Arturo Toraño, a cousin of the Menendez brothers (and a member of the renowned Toraño cigar-making family), selects and cures the tobaccos and blends the leaves. He took part in the Bay of Pigs invasion as a young man in 1961 and spent 22 months in a Cuban prison, where he learned, among other things, to eat shrimp. He hated it as a boy, wouldn't eat it, thought he couldn't, but deprivation can be the mother of more than one kind of education. And even so, despite eating whatever shrimp and anything else that came his way—dog, cat, the usual prison fare—Toraño lost 50 pounds in there. But that was a long time ago and a long way from Brazil, where now, a smiling, sophisticated bon vivant no one could call underweight, he lights up another Dona Flor and turns to his tobacco.
The dark and strong Mata Fina grown in the northern part of the Recôncavo is called Mata Norte, and that figures predominantly in the Dona Flor blend. The sorting process results in the poorest leaves being packed up for bulk export to Africa, for dark cigarettes, with other short filler going to the Caribbean and some long filler exported to Europe. The best is tied into hands, graded and separated. The lower-end leaves will become short-filler cigars. The best will go to make Dona Flors.
All this sorting, curing and aging takes time, to say nothing of work, but in this part of Brazil, people still know how to work, and there seems to be plenty of time. The sun moves slowly across the sky, and then there's the bell for the morning coffee break, with café au lait and the Brazilian version of French bread that tastes so impossibly good, served with butter and guava jam. Then some more work, and a lunch hour long enough so that everyone can go home. And then there's the afternoon work, and then maybe just before the next coffee break, Toraño will pronounce a bulk cured, ready for the next stage.

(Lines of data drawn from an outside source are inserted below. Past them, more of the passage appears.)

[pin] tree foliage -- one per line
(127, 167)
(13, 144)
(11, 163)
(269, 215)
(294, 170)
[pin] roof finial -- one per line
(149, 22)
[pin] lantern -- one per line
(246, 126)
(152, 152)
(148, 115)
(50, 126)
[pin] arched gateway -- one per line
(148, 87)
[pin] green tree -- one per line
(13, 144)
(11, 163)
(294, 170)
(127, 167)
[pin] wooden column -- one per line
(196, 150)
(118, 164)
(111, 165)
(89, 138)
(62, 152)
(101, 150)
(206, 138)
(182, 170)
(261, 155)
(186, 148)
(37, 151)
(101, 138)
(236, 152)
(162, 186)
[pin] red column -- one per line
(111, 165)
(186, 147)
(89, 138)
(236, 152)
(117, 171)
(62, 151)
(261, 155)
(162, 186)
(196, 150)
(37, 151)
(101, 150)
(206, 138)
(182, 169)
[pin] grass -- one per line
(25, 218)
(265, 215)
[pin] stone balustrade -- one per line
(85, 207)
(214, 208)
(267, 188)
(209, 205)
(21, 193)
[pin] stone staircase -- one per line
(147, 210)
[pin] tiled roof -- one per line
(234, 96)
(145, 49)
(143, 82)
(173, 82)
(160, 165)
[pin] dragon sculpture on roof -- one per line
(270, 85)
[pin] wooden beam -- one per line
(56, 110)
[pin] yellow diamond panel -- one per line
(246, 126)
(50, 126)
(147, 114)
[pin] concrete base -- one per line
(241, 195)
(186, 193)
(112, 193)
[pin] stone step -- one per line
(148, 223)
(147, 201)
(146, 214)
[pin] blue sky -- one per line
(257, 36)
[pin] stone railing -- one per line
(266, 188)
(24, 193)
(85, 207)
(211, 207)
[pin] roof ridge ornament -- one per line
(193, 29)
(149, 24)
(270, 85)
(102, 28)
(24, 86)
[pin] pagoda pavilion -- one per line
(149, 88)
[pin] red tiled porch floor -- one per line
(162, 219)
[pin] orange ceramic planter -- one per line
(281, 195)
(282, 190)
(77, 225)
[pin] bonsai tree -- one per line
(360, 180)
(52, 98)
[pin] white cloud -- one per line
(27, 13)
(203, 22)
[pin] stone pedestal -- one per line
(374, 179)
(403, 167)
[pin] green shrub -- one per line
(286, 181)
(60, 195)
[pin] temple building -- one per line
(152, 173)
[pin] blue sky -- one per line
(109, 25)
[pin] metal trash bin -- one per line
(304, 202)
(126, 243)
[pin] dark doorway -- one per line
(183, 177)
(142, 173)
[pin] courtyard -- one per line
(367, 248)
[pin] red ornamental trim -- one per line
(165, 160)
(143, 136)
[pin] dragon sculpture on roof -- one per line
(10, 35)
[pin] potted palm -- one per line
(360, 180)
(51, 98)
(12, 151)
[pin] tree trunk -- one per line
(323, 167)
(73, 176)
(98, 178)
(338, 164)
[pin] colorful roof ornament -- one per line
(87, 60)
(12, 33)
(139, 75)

"Paciência," counsel the workers at the final sorting table. Patience is key, they grew up understanding, if you're in the business of making lace, or a first-rate cigar. These women, old and young, but all sharp of eye, sit at a long table, assessing size, color, integrity of the leaf, and a subject Menendez speaks about in very serious tones: consistency. The women nod, as they continue their sorting, setting aside the longest and most perfect leaves for binder and wrapper.

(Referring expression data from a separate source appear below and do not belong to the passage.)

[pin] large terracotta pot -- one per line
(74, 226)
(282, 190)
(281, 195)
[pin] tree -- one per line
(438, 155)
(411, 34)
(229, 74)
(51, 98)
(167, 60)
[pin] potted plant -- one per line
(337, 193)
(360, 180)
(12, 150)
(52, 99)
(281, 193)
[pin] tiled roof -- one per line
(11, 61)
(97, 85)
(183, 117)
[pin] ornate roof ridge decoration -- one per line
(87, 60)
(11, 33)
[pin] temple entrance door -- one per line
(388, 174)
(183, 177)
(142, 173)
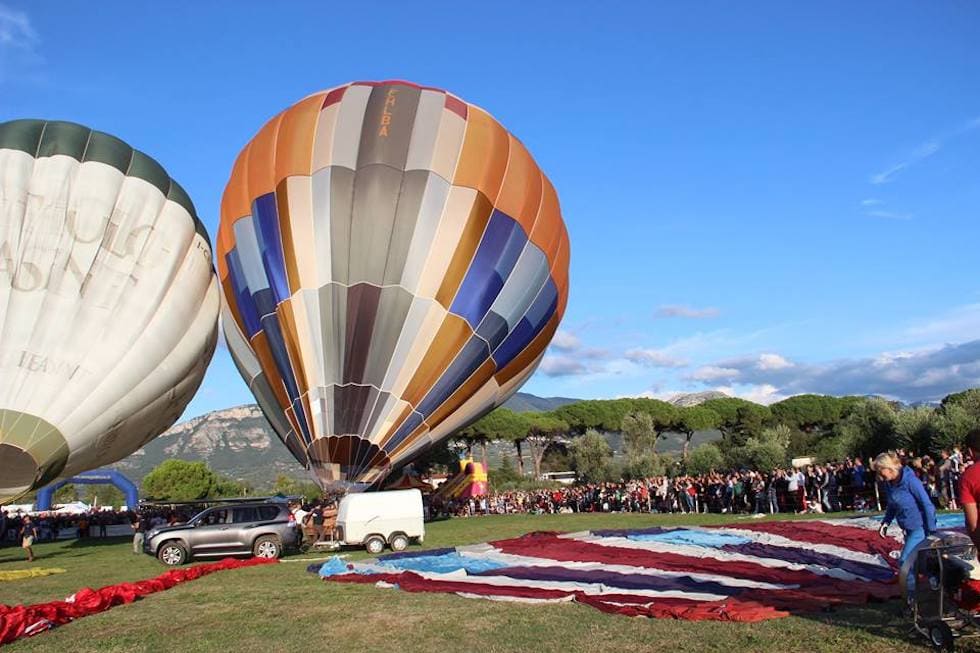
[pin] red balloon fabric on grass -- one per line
(27, 620)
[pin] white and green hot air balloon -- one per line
(108, 301)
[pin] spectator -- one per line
(28, 533)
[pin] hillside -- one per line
(238, 442)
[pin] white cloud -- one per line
(678, 310)
(772, 362)
(562, 366)
(922, 152)
(922, 375)
(761, 394)
(957, 325)
(654, 358)
(565, 341)
(713, 373)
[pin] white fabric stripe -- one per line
(785, 542)
(703, 552)
(512, 560)
(591, 589)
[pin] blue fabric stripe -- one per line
(474, 353)
(493, 262)
(247, 310)
(615, 579)
(530, 325)
(416, 554)
(266, 217)
(277, 345)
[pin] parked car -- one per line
(378, 519)
(263, 529)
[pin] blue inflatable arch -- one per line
(96, 477)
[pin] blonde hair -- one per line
(887, 459)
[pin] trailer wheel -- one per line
(941, 638)
(374, 544)
(399, 542)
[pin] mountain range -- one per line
(239, 443)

The cigar rollers sit apart, at individual tables, smoothing the binder, and then pressing the bunch, which includes the filler, into their molds. As they roll the wrapper around the bunch, they finish the cigar in the Cuban style, with the three-seamed cap they call tres vueltas.
"The tres vueltas take more time," says Felix Menendez, "and it's not everyone who still does it."
The carefully constructed cap slows production, and is one reason why Menendez Amerino says it will produce only three million Dona Flor cigars this year, which will sell in the United States for up to $14 per cigar. The true question is what kind of reception will they receive in the United States.
Dona Flor herself, of course, would be undeterred. It's not hard to imagine her here, trading her famous spices—she was a chef—for the best Mata Norte, smoothing each leaf with a close eye for Menendez's consistency. Dreaming, perhaps, of her first husband as she rolls, snips, rings, bundles and presses the final product.
Victoria Shorr, a writer specializing in Brazilian topics, is finishing a book about bandits roaming the northeast of Brazil in the 1930s called Glimpses of God and the Devil in the Land of the Sun.